The Riverside District Attorney’s Office has taken a momentous step in curbing abusive ADA litigation. On April 24, 2019, The DA’s office filed a lawsuit against Craig Gerald Cote, 67, of Huntington Beach, Babak Hashemi, 40, Joseph Richard Manning, 50, Michael John Manning, 43, and James Rutherford, 66. All of the forgoing but Rutherford are attorneys. Rutherford is a Plaintiff often represented by the Mannings and Cote in Americans with Disabilities Act (ADA) lawsuits. The lawsuit is not a criminal lawsuit. Rather, it is a civil lawsuit with causes of action for violations of the California’s Unfair Business Competition law, Business & Professions Code sec. 17200.
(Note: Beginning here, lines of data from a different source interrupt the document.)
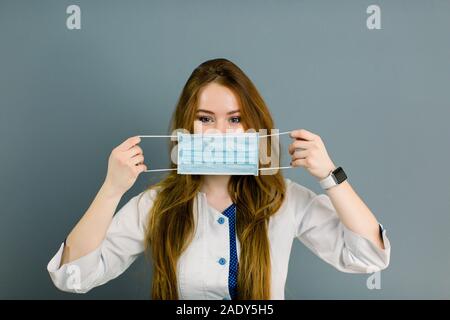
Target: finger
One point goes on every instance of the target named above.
(299, 154)
(136, 150)
(299, 144)
(129, 143)
(299, 163)
(141, 168)
(303, 134)
(137, 159)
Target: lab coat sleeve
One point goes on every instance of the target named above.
(123, 243)
(319, 228)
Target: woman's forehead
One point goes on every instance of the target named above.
(218, 99)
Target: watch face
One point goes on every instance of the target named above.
(339, 175)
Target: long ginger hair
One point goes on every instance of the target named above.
(171, 218)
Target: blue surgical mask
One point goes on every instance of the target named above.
(218, 154)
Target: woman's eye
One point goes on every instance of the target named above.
(204, 119)
(235, 120)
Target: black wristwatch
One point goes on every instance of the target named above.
(335, 177)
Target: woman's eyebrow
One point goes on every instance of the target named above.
(205, 111)
(210, 112)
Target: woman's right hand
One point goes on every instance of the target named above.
(125, 164)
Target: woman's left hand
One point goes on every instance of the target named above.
(308, 151)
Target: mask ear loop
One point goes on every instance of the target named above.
(159, 136)
(275, 134)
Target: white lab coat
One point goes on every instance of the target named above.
(304, 215)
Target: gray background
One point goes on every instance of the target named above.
(378, 98)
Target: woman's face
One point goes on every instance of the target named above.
(218, 108)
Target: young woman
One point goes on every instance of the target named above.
(220, 236)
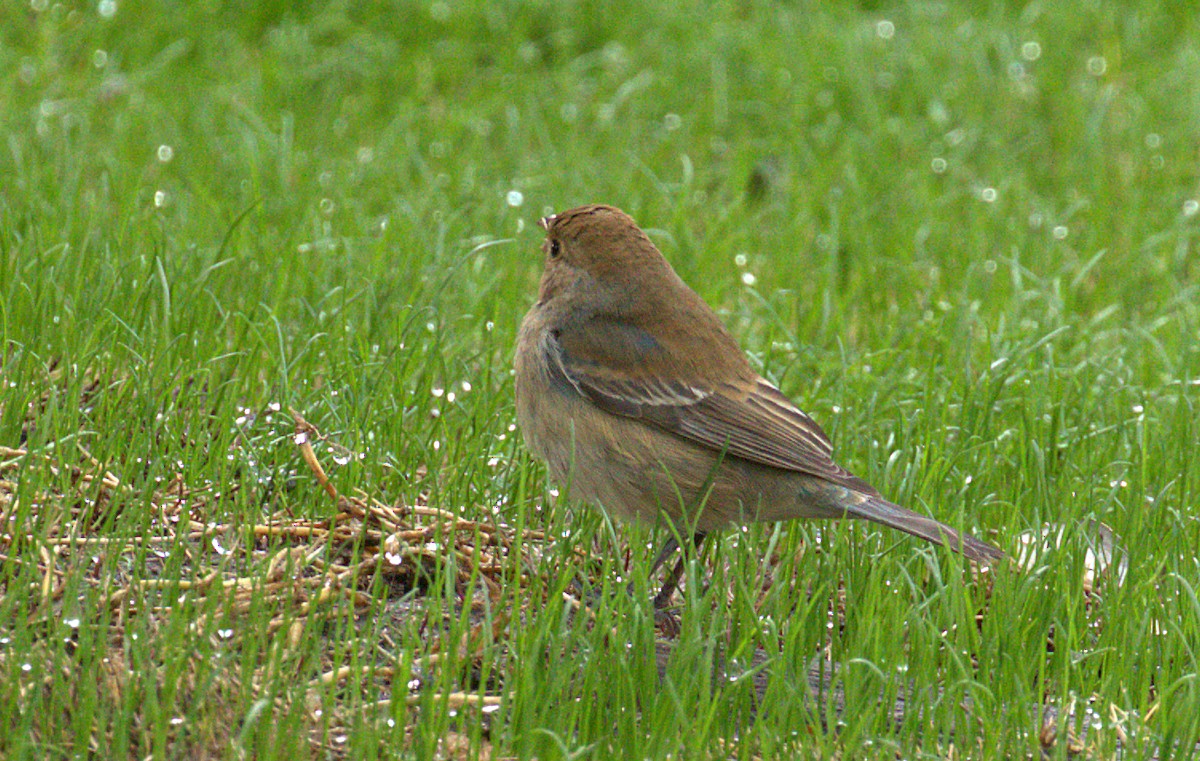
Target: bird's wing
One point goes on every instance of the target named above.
(743, 417)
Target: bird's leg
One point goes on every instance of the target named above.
(669, 546)
(672, 581)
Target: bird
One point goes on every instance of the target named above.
(639, 399)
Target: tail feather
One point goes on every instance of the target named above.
(894, 516)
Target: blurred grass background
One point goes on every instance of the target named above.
(963, 237)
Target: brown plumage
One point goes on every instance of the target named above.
(635, 394)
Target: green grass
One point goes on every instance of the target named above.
(963, 235)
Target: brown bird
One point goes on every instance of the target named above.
(635, 394)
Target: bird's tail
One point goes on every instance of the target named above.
(882, 511)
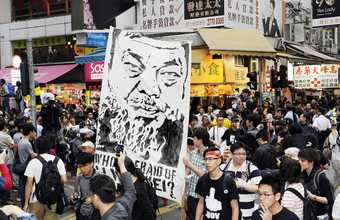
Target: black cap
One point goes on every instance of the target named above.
(84, 158)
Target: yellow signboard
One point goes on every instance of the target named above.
(209, 71)
(238, 75)
(211, 90)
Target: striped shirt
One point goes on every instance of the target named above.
(247, 199)
(197, 160)
(291, 201)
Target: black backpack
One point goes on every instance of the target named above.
(49, 188)
(152, 195)
(308, 211)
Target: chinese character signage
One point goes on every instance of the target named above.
(326, 13)
(238, 75)
(242, 14)
(160, 14)
(209, 71)
(93, 71)
(316, 76)
(203, 13)
(96, 39)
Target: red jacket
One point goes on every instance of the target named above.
(5, 178)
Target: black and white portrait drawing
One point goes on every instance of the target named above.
(271, 13)
(145, 98)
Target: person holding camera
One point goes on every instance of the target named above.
(103, 190)
(84, 209)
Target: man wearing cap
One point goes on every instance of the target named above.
(87, 147)
(218, 196)
(217, 131)
(233, 133)
(197, 169)
(84, 210)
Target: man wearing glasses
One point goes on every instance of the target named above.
(269, 196)
(218, 197)
(247, 177)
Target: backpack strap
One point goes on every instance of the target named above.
(42, 160)
(55, 161)
(316, 180)
(227, 166)
(297, 193)
(248, 169)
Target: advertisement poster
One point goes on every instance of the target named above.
(203, 13)
(316, 76)
(209, 71)
(271, 15)
(145, 107)
(242, 14)
(161, 14)
(93, 71)
(325, 13)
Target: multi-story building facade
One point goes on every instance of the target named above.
(298, 28)
(48, 23)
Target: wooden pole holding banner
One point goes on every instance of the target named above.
(31, 79)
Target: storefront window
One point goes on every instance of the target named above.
(48, 50)
(27, 9)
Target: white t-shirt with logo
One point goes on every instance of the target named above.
(34, 169)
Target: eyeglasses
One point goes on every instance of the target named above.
(240, 154)
(264, 194)
(209, 159)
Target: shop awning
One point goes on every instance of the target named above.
(307, 51)
(293, 57)
(198, 55)
(96, 56)
(47, 74)
(245, 42)
(44, 74)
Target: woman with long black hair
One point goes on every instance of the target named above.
(319, 189)
(143, 207)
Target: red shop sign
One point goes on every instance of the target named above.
(94, 71)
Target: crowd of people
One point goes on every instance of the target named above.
(249, 160)
(37, 161)
(264, 161)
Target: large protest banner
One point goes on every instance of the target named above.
(145, 107)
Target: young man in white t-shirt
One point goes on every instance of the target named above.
(33, 174)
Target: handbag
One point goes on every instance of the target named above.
(62, 203)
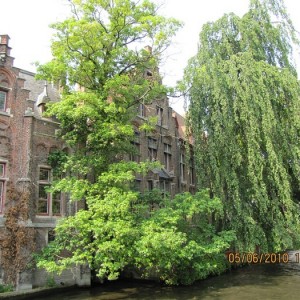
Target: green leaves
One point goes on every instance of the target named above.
(244, 114)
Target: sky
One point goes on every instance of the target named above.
(27, 24)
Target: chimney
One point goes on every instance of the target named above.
(4, 38)
(4, 48)
(148, 49)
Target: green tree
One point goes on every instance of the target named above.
(244, 114)
(101, 49)
(175, 241)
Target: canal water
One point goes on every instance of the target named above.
(261, 281)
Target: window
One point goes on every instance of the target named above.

Whenever challenged regarding their tactics, ADA plaintiff attorneys typically claim that they are merely enforcing the law, and that the businesses which they are suing are violating the ADA and related state laws. This case is no different. All defendants in the DA’s case are represented by attorney David Darnell, who made statements to that effect in defense of his clients. However, as discussed extensively in previous posts in this blog, these lawsuits abuse the ADA for the following reasons (among others):
- The lawsuits exploit a loophole in the law. The lawsuits exploit the most ambiguous and subjective parts of the law to make claims against businesses who are mostly exempt from ADA construction requirements. Under the ADA, businesses pre-dating the law are merely encouraged to do things that are “readily achievable . . . without much difficulty or expense.” Congressional discussions shows that legislators did not intend such businesses to be subject to litigation. However, the law has been perverted to such a degree that these mostly-exempt businesses are the primary targets of lawsuits, and for the most unlikely access barriers. The lawsuits become costly inquiries into defendants’ cost-pain threshold for construction modifications.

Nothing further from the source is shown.